FreeBSD and Blacklists in Go (or: My First Steps in Golang)

Published: · Modified: · d2f29ce

Some people might remember my first attempt to download and validate ip addresses from public abuser blacklists in order to apply them onto the FreeBSD firewall ipfw. This first attempt worked well; but it was a bit buggt though. I might fix these bugs and publish the script on gist.github.com; it is nice and worked well.

But why am I writing this? I wanted to learn Go for quite a long time. Since I am member of the Syncthing team on Github it is a shame for me that I cannot write any Go code. So this is my first try to fix this issue. I decided to rewrite this little Python script in Go and deploy it on my servers!

So, what it does is the same as the Python script. It fetches the preconfigured ip blacklists, it validates the ip addresses properly and after I have made 384224093284032142 percent sure that the program has not downloaded any malicous code, the ip addresses are applied to ipfw.

I have read a lot about the Go programming language and I really like the concurrency capabilities and the complete toolchain.

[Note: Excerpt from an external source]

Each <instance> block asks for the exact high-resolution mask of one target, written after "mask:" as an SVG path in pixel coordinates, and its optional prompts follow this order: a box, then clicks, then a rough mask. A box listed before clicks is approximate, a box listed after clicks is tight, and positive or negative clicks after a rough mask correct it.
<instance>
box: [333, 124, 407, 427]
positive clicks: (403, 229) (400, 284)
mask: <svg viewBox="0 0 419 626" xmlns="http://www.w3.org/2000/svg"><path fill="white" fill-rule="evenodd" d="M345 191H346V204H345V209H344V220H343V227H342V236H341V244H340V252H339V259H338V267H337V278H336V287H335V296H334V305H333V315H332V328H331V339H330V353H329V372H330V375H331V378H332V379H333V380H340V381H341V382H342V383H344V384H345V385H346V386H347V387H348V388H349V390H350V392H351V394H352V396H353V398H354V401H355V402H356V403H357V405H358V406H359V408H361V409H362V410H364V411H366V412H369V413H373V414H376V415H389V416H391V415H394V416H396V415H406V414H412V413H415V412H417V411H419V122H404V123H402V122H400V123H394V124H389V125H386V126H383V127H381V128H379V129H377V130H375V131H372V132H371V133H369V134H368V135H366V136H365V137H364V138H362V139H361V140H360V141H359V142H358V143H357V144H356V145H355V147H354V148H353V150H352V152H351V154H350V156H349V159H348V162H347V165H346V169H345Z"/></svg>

Also, Golang compiles to statically linked binaries, such that I do not have to deal with any deploying issues as in Python any more. Additionally, it is very easy to cross-compile for other operating system by just setting (at max) two environment variables.

Go as Beginner

Download a Webpage via HTTP

So, I began with reimplementing of the downloading part of my Python script. Golang comes with a cool stdlib that seems to be comparably “battaries included” as Python’s stdlib is. There is a sophisticated implementation of http available and it works like this:

import (
	"log"
    "io/ioutil"
	"net/http"  // <1>
)

func fetch(link string) string {
	resp, err := http.Get(link)  // <2>
	if err != nil {
		log.Fatalln("HTTP GET failed; Terminating worker.")
	}
	defer resp.Body.Close()  // <3>

	body, err := ioutil.ReadAll(resp.Body)  // <4>
	if err != nil {
		log.Fatalln("Reading body failed; Terminating worker.")
	}

	return string(body)  // <5>
}
  1. I regard this as the same as the Python import stuff. It imports some package which is then available as pkgname.method(). The compiler will yell at you when you import unused packages. It will educate you as much as possible. You will hate that!
  2. File a http GET request. If something fails, err is not nil. This style of error handling is pretty cool in Go. Almost every function returns some error interface that is indented to be used by the caller to detect errors.
  3. That one is pretty cool; I love defers. A defered function call is scheduled by the runtime to be executed right after the current function returns. It is pretty easy to do some foo.open() and foo.close() stuff, because it is not neccessary to issue the close call in every program (error) path. By using defer foo.close() immediately after the corresponding foo.open() call it is guaranteed that the foo.close() call happens always after the current function returns; in every code path!
  4. Read out the content of the body and store it in the body variable, which is returned by the function after everything finished without errors.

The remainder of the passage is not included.